Adverse cardiovascular effects of drugs investigated for COVID-19 treatment
| Chloroquine/hydroxychloroquine | Use carefully in patients with previous heart disease, with QT at the upper limit of normal or under treatment with QT interval-prolonging agents*, electrolyte abnormalities (particularly, hypokalemia or hypomagnesemia), clinically relevant bradycardia, arrhythmia, or severe heart failure. |
| The dosage must be adjusted in chronic kidney disease (glomerular filtration rate < 50 mL/min) | |
| Lopinavir/ritonavir | Use carefully in patients with previous heart disease, with QT already at the upper limit of normal or under treatment with QT interval-prolonging agents*, electrolyte abnormalities (particularly, hypokalemia or hypomagnesemia), clinically relevant bradycardia, arrhythmia, or severe heart failure. |
| Azithromycin | Chronic kidney disease, fulminant hepatitis; carefully in patients with arrhythmogenic diseases (particularly, female and elderly patients): congenital or confirmed QT interval prolongation*, electrolyte abnormalities (particularly, hypokalemia or hypomagnesemia), clinically relevant bradycardia, arrhythmia, or severe heart failure |
| Remdesivir | Hypotension during infusion. Unknown CV interactions |
| Tocilizumab | Hypertriglyceridemia, elevated transaminases. Unknown CV interactions |
| Interferon β-1b | Flu-like illness.
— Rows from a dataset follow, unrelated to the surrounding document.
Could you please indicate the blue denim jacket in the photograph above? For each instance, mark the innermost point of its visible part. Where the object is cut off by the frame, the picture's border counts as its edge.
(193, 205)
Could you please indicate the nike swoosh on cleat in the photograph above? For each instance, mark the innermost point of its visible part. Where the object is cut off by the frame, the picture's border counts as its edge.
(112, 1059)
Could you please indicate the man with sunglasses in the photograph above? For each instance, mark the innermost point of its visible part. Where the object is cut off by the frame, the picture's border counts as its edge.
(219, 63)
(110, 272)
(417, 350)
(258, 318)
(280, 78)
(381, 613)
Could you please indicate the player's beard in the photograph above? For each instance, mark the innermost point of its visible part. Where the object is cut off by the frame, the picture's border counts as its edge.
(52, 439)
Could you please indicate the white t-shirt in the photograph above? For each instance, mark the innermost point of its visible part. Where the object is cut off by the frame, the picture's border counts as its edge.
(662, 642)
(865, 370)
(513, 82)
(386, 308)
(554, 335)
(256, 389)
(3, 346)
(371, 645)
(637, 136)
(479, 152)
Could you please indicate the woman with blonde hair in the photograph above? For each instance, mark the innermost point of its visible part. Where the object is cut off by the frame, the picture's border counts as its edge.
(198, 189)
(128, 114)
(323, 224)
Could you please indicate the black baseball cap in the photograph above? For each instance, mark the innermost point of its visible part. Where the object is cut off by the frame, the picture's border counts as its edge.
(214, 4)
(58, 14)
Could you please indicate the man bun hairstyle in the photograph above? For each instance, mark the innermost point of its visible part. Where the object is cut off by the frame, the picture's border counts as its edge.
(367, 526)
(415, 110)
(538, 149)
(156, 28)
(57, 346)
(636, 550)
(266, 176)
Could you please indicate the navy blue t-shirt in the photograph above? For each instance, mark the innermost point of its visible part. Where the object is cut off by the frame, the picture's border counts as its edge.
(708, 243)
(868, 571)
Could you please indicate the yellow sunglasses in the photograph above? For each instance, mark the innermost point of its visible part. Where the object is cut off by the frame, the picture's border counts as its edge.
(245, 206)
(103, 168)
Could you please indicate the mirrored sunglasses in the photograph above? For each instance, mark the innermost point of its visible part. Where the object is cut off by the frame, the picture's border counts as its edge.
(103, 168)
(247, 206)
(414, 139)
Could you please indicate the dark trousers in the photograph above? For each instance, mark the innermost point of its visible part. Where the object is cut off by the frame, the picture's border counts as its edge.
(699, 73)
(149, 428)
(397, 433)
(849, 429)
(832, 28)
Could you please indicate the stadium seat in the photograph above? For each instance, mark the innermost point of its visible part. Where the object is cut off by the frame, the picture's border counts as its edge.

Liver failure. No CV interactions reported |
| Cyclosporin | Hypertension, hyperlipidemia, hyperuricemia, hyperkalemia, hypomagnesemia |
CV, cardiovascular.
*
QT interval-prolonging agents: class I A (quinidine and procainamide) and III (dofetilide, amiodarone, and sotalol) antiarrhythmics, cisapride, terfenadine, antipsychotics such as pimozide, antidepressants such as citalopram, and fluoroquinolones such as moxifloxacin and levofloxacin.